Kamis, 23 Oktober 2014

News / Regional

Kapolres Kediri: Ada Tindakan di Luar Ketentuan dalam Penggerebekan

Rabu, 22 Agustus 2012 | 03:57 WIB

KEDIRI, KOMPAS.com — Kapolres Kediri Ajun Komisaris Besar Kasero Manggolo mengakui ada tindakan berlebihan anak buahnya saat melakukan operasi penggerebekan narkoba yang berujung salah tangkap, Minggu (19/8/2012) lalu. Oleh sebab itu, pihaknya akan bertanggung jawab penuh terhadap kesalahan tersebut.

"Saat penggeledahan, memang ada hal-hal yang di luar dari ketentuan yang ada," kata Ajun Komisaris Besar Kasero Manggolo dalam konferensi pers terkait kasus salah tangkap yang digelar di Mapolsek Kandat, Rabu (22/8/2012) malam.

Kasero Manggolo mengatakan, anggota yang terlibat dalam penggerebekan rumah milik Mintoro (34), warga Kandat, dan berujung salah tangkap tersebut berjumlah 8 personel. Para petugas itu kini menurutnya telah diserahkan ke Ditpropam Polda Jawa Timur untuk dilakukan penindakan sesuai aturan.

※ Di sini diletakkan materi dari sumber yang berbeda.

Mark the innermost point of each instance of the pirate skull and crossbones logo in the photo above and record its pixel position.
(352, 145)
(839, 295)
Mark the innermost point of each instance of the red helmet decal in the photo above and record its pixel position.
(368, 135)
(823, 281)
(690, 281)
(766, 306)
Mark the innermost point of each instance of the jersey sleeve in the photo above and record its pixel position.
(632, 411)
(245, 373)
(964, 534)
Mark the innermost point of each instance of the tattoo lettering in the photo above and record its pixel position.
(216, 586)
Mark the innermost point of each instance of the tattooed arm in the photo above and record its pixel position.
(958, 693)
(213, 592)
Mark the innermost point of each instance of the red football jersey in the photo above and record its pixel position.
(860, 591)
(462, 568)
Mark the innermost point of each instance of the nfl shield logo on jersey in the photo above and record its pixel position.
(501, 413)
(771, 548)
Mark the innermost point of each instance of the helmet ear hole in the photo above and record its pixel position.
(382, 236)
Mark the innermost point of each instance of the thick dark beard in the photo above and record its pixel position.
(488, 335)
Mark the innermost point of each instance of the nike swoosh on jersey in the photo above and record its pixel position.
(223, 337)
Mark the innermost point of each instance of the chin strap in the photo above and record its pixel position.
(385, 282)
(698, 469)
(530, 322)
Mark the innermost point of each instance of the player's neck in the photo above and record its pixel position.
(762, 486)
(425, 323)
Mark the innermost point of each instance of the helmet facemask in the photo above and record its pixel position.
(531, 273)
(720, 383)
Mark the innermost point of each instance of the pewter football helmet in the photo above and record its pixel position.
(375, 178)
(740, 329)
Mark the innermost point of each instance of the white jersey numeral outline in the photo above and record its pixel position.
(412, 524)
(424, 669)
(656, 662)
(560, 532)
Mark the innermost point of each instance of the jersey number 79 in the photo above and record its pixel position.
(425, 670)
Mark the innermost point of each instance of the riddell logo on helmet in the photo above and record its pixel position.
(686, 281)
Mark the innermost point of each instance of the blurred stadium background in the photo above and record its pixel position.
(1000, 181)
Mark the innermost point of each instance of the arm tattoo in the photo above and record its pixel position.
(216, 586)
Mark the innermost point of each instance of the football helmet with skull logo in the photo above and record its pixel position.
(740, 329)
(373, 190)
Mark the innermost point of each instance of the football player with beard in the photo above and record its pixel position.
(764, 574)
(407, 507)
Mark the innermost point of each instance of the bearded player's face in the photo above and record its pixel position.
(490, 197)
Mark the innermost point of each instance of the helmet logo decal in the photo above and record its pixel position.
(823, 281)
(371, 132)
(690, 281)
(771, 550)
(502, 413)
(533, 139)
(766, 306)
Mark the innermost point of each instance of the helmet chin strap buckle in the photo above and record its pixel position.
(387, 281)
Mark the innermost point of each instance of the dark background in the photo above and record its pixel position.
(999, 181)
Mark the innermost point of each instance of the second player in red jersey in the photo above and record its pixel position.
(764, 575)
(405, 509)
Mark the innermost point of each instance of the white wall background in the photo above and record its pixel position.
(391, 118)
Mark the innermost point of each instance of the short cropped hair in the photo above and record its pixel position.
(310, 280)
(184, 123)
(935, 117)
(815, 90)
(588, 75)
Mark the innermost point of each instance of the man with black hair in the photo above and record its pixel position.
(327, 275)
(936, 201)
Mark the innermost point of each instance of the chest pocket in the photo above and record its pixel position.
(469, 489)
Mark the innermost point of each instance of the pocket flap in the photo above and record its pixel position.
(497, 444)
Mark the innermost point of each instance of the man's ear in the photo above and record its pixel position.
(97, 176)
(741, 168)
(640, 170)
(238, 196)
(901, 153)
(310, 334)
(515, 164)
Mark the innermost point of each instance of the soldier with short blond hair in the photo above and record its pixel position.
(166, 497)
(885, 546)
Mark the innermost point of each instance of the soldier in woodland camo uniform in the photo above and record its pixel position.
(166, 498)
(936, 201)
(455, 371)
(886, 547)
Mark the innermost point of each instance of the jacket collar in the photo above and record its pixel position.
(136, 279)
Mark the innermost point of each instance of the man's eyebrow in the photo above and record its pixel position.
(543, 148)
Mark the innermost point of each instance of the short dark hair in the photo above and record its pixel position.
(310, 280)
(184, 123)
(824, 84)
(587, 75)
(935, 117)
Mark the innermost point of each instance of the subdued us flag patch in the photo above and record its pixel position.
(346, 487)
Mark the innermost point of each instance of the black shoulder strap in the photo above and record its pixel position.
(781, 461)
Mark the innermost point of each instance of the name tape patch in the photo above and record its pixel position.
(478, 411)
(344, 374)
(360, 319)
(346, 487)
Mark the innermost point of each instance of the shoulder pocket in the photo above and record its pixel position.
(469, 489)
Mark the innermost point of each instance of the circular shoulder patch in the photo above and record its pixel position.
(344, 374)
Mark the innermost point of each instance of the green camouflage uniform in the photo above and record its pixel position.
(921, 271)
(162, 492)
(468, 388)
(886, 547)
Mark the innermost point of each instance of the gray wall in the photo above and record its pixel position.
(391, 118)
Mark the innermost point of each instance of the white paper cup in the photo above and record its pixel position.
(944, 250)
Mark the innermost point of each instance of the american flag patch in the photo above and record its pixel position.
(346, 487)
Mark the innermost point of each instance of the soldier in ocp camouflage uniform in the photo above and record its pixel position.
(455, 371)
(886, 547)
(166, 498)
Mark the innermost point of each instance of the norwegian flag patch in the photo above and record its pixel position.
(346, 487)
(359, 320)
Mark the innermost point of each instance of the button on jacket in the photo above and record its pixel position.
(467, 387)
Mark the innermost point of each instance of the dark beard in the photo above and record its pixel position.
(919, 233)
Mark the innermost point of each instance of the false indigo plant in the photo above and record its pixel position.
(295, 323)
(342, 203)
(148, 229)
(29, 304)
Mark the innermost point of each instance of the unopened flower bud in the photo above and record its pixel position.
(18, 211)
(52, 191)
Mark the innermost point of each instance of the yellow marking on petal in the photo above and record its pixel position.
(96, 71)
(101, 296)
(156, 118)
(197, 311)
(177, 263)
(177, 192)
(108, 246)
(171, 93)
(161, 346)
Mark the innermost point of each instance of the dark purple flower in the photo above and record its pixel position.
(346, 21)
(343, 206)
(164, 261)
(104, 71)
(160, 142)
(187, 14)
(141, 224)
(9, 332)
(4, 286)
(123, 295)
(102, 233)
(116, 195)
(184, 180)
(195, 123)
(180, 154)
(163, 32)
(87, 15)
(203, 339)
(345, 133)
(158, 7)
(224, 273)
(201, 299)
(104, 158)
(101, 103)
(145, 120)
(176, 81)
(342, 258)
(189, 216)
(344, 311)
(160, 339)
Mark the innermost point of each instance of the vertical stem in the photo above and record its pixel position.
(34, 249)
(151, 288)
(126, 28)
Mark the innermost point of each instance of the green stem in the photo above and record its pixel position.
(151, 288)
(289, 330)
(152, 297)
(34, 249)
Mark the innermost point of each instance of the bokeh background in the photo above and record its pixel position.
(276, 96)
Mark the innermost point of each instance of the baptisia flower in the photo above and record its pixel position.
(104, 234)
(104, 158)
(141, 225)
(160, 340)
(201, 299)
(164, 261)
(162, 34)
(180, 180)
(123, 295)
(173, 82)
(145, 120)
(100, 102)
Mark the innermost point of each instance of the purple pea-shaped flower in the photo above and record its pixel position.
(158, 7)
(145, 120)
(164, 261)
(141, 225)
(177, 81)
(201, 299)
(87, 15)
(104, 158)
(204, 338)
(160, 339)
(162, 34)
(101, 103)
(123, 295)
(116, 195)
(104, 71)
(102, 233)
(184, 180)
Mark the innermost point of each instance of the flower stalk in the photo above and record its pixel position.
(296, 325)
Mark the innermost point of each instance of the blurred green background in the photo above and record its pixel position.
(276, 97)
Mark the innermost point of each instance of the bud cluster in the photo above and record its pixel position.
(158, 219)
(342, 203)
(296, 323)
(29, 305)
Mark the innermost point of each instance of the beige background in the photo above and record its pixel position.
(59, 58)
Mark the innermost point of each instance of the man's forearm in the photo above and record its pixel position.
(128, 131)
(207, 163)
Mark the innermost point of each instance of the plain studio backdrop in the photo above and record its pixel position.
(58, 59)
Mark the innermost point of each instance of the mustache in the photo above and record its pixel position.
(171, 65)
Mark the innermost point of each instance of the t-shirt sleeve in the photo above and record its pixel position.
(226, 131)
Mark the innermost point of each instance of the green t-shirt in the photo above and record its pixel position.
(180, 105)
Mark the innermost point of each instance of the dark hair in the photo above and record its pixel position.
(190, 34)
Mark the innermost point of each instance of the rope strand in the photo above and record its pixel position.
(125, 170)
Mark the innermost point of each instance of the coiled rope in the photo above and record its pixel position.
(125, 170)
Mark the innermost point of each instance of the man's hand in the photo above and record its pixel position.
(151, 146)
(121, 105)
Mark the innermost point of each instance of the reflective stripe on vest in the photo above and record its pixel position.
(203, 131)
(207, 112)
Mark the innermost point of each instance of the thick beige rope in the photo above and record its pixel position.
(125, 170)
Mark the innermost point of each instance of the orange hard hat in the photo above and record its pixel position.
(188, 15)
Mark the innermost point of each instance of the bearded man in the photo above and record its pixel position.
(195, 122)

Sementara terhadap korban Mintoro, polisi akan menanggung seluruh pengobatan hingga luka yang dideritanya sembuh total. Kerugian material atau kerusakan yang ditimbulkan akibat penggerebekan itu juga akan dilganti.

Kasero Manggolo menyampaikan permintaan maaf terhadap korban dan segenap warga atas kejadian yang dianggapnya musibah ini. Namun, ia menolak dituding telah menyalahi prosedur dalam penangkapan itu. Menurutnya, polisi telah melaksanakannya sesuai prosedur yang ada.

"Hanya saja, mungkin petugas waktu itu terlalu bersemangat karena telah mendapatkan 47.000 butir narkoba lalu ingin menangkap bandarnya," tegasnya.

Kronologi penggerebekan tersebut, menurut mantan Kapolres Bangkalan ini, bermula dari penangkapan 6 tersangka pengedar narkoba dengan barang bukti awal sebanyak 47.000 butir narkoba. Salah satu tersangka, Didik, memberikan informasi kepada petugas bahwa barang tersebut berasal dari Heru alias Keteng, seorang bandar besar.

"Tersangka Didik ini yang menunjuk rumah korban. Saat ini kita sedang dalami pemeriksaan lanjut terhadapnya," imbuh Kasero.

Sebagaimana diberitakan, Minggu (19/8/2012) pagi, sejumlah polisi melakukan penggerebekan terhadap seorang pengedar narkoba di desa tersebut. Namun, penggerebekan itu ternyata salah sasaran dan korban telanjur menderita luka dan kerugian materiil. Akibatnya, warga desa yang marah menyandera para polisi itu.

Negosiasi pembebasannya berjalan alot dan baru empat jam kemudian polisi dibebaskan dengan syarat meminta maaf secara terbuka di hadapan para warga yang sudah berkerumun di depan rumah Mintoro.